Главная же беда и вина всех танцующих в этом карнавале – масочность, фальшь происходящего, она-то и придает ему явственно бредовый оттенок: «Но беспечна, пряна, бесстыдна маскарадная болтовня». Алексей Павловский вполне прав, называя «Поэму без героя» поэмой совести; в той же мере она – поэма расплаты, предвоенной тревоги. Маскарадная тема приводит к еще одной параллели: собственно, она вводится в связи с мейерхольдовским «Маскарадом», долгожданная премьера которого после шести лет подготовки состоялась 25 февраля 1917 года и стала самым дорогим театральным событием в России. Мейерхольд возобновлял «Маскарад» еще дважды – в редакции 1933 и 1938 годов; собственное его возвращение к теме «Маскарада» тоже значимо – последний спектакль возобновленной версии 1938 года состоялся уже после его расстрела, 2 июля 1941 года, в городе, обреченном на блокаду, где, впрочем, почти никто об этом не подозревал.
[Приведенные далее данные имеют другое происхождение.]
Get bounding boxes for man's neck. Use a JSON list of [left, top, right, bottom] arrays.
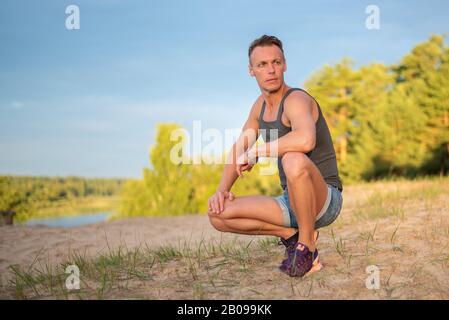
[[262, 84, 291, 111]]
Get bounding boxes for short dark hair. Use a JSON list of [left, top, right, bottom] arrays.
[[248, 35, 284, 61]]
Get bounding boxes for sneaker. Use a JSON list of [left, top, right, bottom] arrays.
[[279, 242, 322, 277], [278, 230, 320, 259], [278, 233, 299, 257]]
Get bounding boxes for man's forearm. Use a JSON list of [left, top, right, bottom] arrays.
[[217, 127, 259, 192], [253, 131, 315, 158], [217, 162, 239, 192], [217, 143, 243, 192]]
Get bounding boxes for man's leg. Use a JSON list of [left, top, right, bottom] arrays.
[[208, 195, 296, 240], [281, 152, 328, 252]]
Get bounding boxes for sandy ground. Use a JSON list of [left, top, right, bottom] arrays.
[[0, 214, 237, 277], [1, 179, 449, 299]]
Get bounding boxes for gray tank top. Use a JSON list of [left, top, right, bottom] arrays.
[[258, 88, 343, 192]]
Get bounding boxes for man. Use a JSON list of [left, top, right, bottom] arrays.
[[207, 35, 343, 277]]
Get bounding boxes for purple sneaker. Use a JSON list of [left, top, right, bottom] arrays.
[[278, 232, 299, 257], [279, 230, 320, 259], [279, 242, 322, 277]]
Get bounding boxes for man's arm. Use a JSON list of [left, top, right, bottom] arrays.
[[217, 99, 261, 192], [251, 91, 316, 158]]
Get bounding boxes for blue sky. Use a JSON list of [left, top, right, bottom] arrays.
[[1, 0, 448, 178]]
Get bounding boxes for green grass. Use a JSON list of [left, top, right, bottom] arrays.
[[4, 196, 120, 226], [33, 196, 119, 219], [153, 245, 183, 263], [3, 235, 280, 300], [356, 174, 449, 186], [257, 236, 280, 252], [352, 177, 448, 222]]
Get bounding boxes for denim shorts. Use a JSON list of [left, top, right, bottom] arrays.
[[274, 184, 343, 229]]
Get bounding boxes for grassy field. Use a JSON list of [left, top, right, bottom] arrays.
[[0, 175, 124, 223], [31, 196, 120, 218], [1, 176, 448, 299], [1, 196, 120, 226]]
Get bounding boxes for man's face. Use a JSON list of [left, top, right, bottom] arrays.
[[248, 45, 287, 93]]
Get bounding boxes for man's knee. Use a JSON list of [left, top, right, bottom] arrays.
[[208, 197, 237, 217], [208, 214, 228, 232], [207, 197, 237, 231], [281, 152, 311, 180]]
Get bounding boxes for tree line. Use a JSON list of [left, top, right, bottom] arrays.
[[0, 176, 125, 221], [305, 34, 449, 181]]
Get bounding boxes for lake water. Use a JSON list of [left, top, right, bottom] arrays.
[[26, 211, 112, 228]]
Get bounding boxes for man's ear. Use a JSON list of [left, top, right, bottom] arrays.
[[248, 64, 255, 77], [283, 60, 287, 72]]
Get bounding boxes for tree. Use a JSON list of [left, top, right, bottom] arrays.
[[305, 58, 359, 182], [391, 34, 449, 174], [118, 123, 198, 217]]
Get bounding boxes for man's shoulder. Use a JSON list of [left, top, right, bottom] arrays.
[[282, 89, 321, 126], [249, 95, 264, 117], [253, 94, 264, 107], [283, 89, 318, 113], [285, 89, 315, 106]]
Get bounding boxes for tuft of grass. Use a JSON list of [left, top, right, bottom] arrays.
[[192, 282, 205, 299], [331, 229, 347, 259], [217, 237, 254, 270], [330, 229, 355, 269], [390, 224, 400, 245], [153, 245, 182, 263], [361, 223, 377, 256], [257, 237, 279, 252], [8, 265, 39, 299]]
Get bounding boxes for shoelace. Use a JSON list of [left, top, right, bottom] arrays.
[[280, 243, 302, 268]]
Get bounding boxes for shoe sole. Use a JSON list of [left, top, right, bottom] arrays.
[[305, 256, 323, 276]]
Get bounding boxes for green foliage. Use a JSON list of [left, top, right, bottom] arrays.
[[117, 123, 199, 216], [306, 34, 449, 183], [0, 176, 124, 222], [115, 124, 281, 218]]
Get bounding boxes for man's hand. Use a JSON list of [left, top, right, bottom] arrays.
[[236, 148, 258, 178], [208, 189, 235, 214]]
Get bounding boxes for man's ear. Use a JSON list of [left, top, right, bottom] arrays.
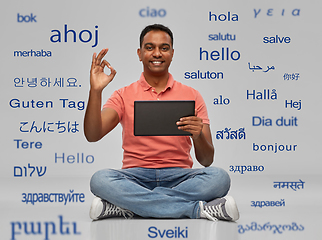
[[137, 48, 142, 61]]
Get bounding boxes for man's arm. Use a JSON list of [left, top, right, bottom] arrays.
[[84, 48, 119, 142], [177, 117, 214, 167]]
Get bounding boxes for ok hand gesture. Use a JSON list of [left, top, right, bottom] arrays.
[[90, 48, 117, 92]]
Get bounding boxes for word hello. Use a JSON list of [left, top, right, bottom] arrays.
[[200, 47, 240, 61], [184, 70, 223, 80], [139, 7, 166, 17], [11, 215, 80, 240], [9, 98, 85, 111], [50, 24, 98, 48], [263, 35, 291, 44], [209, 33, 236, 41], [148, 226, 188, 238], [14, 49, 52, 57], [209, 11, 238, 21], [213, 95, 230, 105], [55, 153, 94, 164], [252, 116, 298, 127], [254, 9, 300, 18], [17, 13, 37, 22]]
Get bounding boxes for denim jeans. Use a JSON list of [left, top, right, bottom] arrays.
[[90, 167, 230, 219]]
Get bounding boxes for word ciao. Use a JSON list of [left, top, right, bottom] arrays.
[[263, 35, 291, 44], [273, 179, 305, 191], [254, 9, 300, 18], [148, 226, 188, 238], [251, 199, 285, 208], [139, 7, 166, 17], [22, 190, 85, 205], [17, 13, 36, 22], [14, 49, 51, 57], [252, 116, 298, 126], [10, 215, 80, 240], [238, 222, 304, 234], [14, 163, 46, 177], [50, 24, 98, 48], [9, 98, 85, 111], [209, 11, 238, 21]]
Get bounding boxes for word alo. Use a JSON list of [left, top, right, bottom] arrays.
[[11, 215, 80, 240]]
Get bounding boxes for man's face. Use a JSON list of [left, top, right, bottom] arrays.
[[137, 30, 174, 76]]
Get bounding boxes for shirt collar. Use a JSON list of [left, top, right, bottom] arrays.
[[139, 73, 174, 92]]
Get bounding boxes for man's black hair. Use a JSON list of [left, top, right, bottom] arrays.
[[139, 24, 174, 48]]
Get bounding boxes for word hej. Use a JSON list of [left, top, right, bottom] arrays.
[[11, 215, 80, 240], [50, 24, 98, 48], [254, 8, 300, 18], [253, 116, 298, 127], [9, 98, 85, 111]]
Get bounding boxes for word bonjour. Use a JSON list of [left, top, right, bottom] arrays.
[[184, 70, 223, 80], [251, 199, 285, 208], [14, 163, 46, 177], [238, 222, 304, 234], [148, 226, 188, 238], [10, 215, 80, 240], [253, 142, 297, 153], [273, 179, 305, 191], [55, 153, 94, 164], [139, 7, 166, 17], [200, 47, 240, 61], [230, 165, 264, 175], [209, 11, 238, 21], [50, 24, 98, 48], [17, 13, 37, 22], [252, 116, 298, 127], [9, 98, 85, 111], [254, 8, 300, 18], [22, 190, 85, 205], [263, 35, 291, 44], [14, 49, 52, 57]]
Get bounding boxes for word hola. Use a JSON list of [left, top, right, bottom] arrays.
[[148, 226, 188, 238], [14, 139, 42, 149], [139, 7, 166, 17], [213, 95, 230, 105], [209, 11, 238, 21], [200, 47, 240, 61], [50, 24, 98, 48], [285, 100, 301, 110], [252, 116, 298, 127], [11, 215, 80, 240], [17, 13, 37, 22], [55, 153, 94, 164], [263, 35, 291, 44], [254, 8, 300, 18]]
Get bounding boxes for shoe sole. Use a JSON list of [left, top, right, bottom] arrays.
[[89, 197, 103, 220], [224, 196, 240, 221]]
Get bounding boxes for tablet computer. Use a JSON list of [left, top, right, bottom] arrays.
[[134, 100, 195, 136]]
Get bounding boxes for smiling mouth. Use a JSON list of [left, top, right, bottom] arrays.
[[150, 61, 163, 65]]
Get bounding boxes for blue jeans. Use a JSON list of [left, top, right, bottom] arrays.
[[90, 167, 230, 219]]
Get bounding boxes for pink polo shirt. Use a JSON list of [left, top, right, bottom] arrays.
[[103, 73, 210, 169]]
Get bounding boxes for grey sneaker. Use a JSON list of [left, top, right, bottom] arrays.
[[89, 197, 134, 220], [200, 196, 239, 221]]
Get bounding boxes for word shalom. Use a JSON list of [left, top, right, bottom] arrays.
[[252, 116, 298, 127], [50, 24, 98, 48], [254, 8, 300, 18], [148, 226, 188, 238], [209, 11, 238, 21], [238, 222, 304, 234], [247, 89, 277, 100], [14, 163, 46, 177], [10, 215, 80, 240], [200, 47, 240, 61]]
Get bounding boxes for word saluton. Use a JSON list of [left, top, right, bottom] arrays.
[[50, 24, 98, 48], [148, 226, 188, 238]]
Маскарад появляется и в «Вальсе с чертовщиной», там танец вроде бы жизнерадостен, но подспудно зловещ; Пастернак так ускоряет темп, так нагнетает ритм, так учащает биение внутренней рифмы, что с какого-то момента карусель ряженых – ср. «С детства ряженых я боялась» у Ахматовой – перестает быть веселой и намекает на грозную развязку праздника. В России долгих праздников не бывает.
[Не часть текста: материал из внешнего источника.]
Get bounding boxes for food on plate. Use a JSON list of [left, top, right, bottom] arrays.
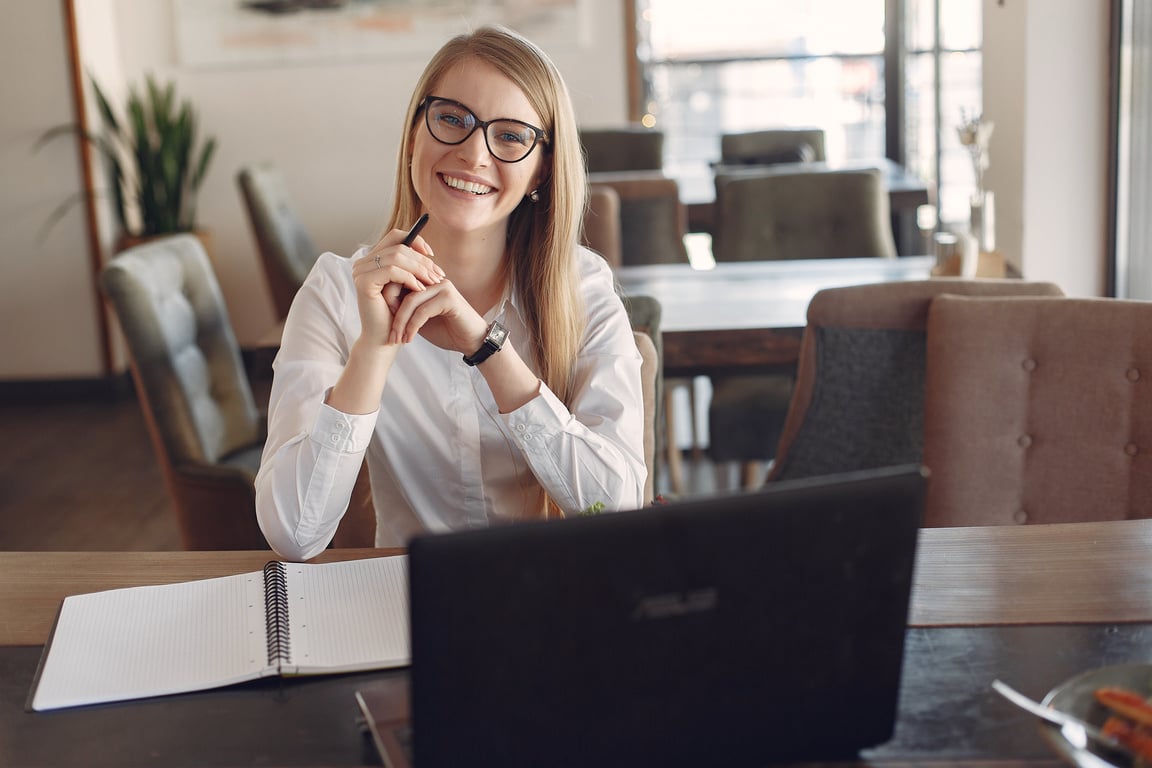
[[1096, 686, 1152, 761]]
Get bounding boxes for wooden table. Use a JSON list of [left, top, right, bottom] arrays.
[[615, 256, 935, 378], [3, 519, 1152, 765]]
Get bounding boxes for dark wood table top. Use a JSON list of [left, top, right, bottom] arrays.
[[615, 256, 935, 376]]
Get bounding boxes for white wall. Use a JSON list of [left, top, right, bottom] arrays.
[[0, 1, 104, 378], [983, 0, 1109, 296]]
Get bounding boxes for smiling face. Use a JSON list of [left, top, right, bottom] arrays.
[[410, 58, 547, 242]]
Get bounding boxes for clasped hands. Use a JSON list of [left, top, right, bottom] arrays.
[[351, 225, 489, 356]]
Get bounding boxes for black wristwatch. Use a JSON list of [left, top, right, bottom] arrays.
[[462, 321, 508, 366]]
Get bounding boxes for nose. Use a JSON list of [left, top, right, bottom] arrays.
[[455, 127, 492, 166]]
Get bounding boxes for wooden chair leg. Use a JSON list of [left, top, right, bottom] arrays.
[[741, 461, 762, 490]]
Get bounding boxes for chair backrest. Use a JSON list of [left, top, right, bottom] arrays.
[[767, 279, 1066, 485], [622, 294, 664, 492], [237, 163, 319, 321], [720, 128, 827, 165], [100, 234, 267, 549], [583, 184, 622, 268], [923, 295, 1152, 526], [586, 171, 689, 266], [633, 330, 659, 505], [712, 168, 896, 263], [580, 127, 664, 173]]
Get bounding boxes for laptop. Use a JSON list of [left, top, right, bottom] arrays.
[[356, 465, 925, 768]]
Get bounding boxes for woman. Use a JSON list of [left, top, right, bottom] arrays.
[[256, 25, 646, 560]]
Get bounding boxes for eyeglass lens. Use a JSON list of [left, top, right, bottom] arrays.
[[424, 98, 542, 163]]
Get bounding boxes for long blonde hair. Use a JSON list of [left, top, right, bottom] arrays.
[[387, 26, 586, 405]]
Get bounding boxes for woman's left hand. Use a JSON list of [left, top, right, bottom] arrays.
[[384, 279, 489, 355]]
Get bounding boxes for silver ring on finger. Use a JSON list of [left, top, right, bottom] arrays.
[[374, 254, 381, 269]]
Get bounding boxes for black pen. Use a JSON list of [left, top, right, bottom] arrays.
[[403, 213, 430, 246]]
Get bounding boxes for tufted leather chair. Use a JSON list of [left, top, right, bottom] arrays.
[[580, 127, 664, 173], [100, 234, 269, 549], [923, 295, 1152, 525], [766, 279, 1065, 487], [237, 164, 319, 321]]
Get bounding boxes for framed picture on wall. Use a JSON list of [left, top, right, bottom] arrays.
[[173, 0, 588, 68]]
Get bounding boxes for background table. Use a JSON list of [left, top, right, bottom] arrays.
[[615, 256, 935, 377]]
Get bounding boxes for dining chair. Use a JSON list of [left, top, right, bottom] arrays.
[[100, 234, 376, 549], [633, 330, 659, 505], [236, 163, 319, 321], [708, 168, 897, 486], [583, 184, 622, 268], [923, 294, 1152, 526], [719, 128, 827, 166], [585, 173, 698, 494], [585, 171, 691, 267], [766, 279, 1065, 486], [579, 126, 664, 173]]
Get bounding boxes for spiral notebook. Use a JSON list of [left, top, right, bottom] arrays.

Процитируем «Вальс» целиком – даже у Пастернака мало столь безупречных стихотворений (а он и любил, думается, нарочно не доделать или даже испортить слишком совершенную вещь, чтобы она непосредственнее звучала, – но здесь этого соблазна нет: идеальное совпадение замысла и реализации).

Только заслышу польку вдали,
Кажется, вижу в замочною скважину:
Лампы задули, сдвинули стулья,
Пчелками кверху порх фитили,
Масок и ряженых движется улей.
Это за щелкой елку зажгли.
Великолепие выше сил
Туши и сепии и белил,
Синих, пунцовых и золотых
Львов и танцоров, львиц и франтих.
Реянье блузок, пенье дверей,
Рев карапузов, смех матерей.
Финики, книги, игры, нуга,
Иглы, ковриги, скачки, бега.
В этой зловещей сладкой тайге
Люди и вещи на равной ноге.
Этого бора вкусный цукат
К шапок разбору рвут нарасхват.
Душно от лакомств. Елка в поту
Клеем и лаком пьет темноту.
Все разметала, всем истекла,
Вся из металла и из стекла.
Искрится сало, брызжет смола
Звездами в залу и зеркала
И догорает дотла. Мгла.
Мало-помалу толпою усталой
Гости выходят из-за стола.
Шали, и боты, и башлыки.
Вечно куда-нибудь их занапастишь.
Ставни, ворота и дверь на крюки,
В верхнюю комнату форточку настежь.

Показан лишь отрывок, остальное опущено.